Slow is smooth,Smooth is Fast
— commoncelebrity-Lifestyle and Balance!!! (@manav011) May 3, 2021
This is only scratching the surface when you are evaluating a diet plan. The basic premise of weight loss remains the same, but one needs to deep dive into a holistic learning rather than simple numeric.
There are other key factors one should also evaluate when charting out a meal plan. For example: –
- Eating a lot of protein. Proteins make you feel hungry, it in no way changes the premise of CICO, but you tend to feel full which helps you get across the day easy. So starvation and binge eating rarely kick in keeping the Calories In part under control.
- Eating lean protein and topping it with muscle training will help in building muscle. More muscle mass will lead to more calories consumption to feed the muscles.

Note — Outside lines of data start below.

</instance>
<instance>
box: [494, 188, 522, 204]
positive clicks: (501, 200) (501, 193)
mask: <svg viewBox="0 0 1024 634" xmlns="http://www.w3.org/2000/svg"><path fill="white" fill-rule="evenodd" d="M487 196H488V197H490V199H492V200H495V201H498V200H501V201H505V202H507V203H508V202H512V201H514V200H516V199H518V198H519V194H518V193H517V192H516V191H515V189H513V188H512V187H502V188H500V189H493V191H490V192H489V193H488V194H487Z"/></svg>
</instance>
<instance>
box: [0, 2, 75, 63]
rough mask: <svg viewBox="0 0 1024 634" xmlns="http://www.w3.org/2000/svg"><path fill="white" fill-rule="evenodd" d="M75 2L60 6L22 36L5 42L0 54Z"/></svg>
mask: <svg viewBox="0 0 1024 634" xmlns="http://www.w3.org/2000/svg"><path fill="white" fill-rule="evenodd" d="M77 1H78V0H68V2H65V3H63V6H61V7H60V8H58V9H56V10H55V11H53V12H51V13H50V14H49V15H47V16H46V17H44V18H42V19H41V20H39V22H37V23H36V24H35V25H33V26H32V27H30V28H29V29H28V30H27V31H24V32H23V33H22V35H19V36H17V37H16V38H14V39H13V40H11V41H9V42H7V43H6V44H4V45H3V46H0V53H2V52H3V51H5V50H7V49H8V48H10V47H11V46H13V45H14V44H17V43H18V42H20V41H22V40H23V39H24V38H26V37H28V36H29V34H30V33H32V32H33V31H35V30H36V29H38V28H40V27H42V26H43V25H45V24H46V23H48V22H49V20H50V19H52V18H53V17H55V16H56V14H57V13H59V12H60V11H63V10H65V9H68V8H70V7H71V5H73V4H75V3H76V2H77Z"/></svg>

What makes CICO so popular: –
Rise of fitness trackers and gadgets which count every ounce you consume and every ounce you burn is making CICO a worthwhile and popular diet. In principle it sounds easy, if your body demands a 2000 calorie diet, you kick off the day with margherita pizza of 1000 calories. And balance the remaining 1000. Ask an individual forced on a diet they will quote “nutcases, pizza in diet why didn’t you tell me this earlier.”
Problems with CICO: –
- Discussion with CICO is only revolving around Calories in and Calories Out, and not about type of Calories. Ignoring the type of calories, you consume is like leaning to be a singer without having music around. CICO limits the amount of How much on the calories you consume and nothing on the nutrients. With no label on the type one generally moves away from the radar of healthy foods.

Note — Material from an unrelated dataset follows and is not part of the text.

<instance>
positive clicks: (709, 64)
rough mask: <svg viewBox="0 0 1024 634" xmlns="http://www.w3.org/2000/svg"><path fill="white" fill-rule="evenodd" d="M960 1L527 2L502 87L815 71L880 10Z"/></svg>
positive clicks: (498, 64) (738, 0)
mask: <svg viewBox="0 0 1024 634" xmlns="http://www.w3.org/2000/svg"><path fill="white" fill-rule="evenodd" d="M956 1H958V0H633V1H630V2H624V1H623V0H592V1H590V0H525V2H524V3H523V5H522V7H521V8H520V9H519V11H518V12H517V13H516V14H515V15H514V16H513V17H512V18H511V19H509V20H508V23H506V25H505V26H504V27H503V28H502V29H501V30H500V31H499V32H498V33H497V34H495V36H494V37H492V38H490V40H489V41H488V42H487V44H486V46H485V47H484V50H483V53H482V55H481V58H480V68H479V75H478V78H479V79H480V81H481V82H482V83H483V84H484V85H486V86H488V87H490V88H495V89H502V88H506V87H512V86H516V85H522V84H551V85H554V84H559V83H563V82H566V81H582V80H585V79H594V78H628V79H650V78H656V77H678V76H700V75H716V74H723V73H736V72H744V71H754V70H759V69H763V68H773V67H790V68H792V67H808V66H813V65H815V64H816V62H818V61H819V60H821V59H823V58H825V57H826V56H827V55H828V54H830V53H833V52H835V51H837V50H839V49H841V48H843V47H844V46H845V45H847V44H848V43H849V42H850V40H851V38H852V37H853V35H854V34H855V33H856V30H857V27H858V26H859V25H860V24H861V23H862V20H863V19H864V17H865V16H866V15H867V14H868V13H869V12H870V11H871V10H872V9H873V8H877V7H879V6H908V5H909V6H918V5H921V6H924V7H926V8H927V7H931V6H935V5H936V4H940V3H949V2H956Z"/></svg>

- What is going in as a replacement for one product also matters, then just the jargon of sugar free. Replacing equal amount of sugar with fats leads to a higher calorie count than having sugar itself. So if you are replacing your carbs with refined carbs in equal proportion you are actually putting in larger calories and nutrient starved calories. This shall lead to aggravated hunger pangs further.
- Estimation problems
Blame it on the tech or our inputs, fitness trackers are just not dependable. As study published by Stanford university quotes inaccuracy from 20-93% in actual calories burned and data as per trackers. The substantial difference can be a game changer for your weight loss gain, assuming your plan shows consumption of 1500 calories and you end up consuming 1800 weight loss is a far far sight for you. The biggest problem with CICO is the guesswork. You are as good as your guess and accuracy of your tracker. Else its just impossible for humans to count every ounce one swallow.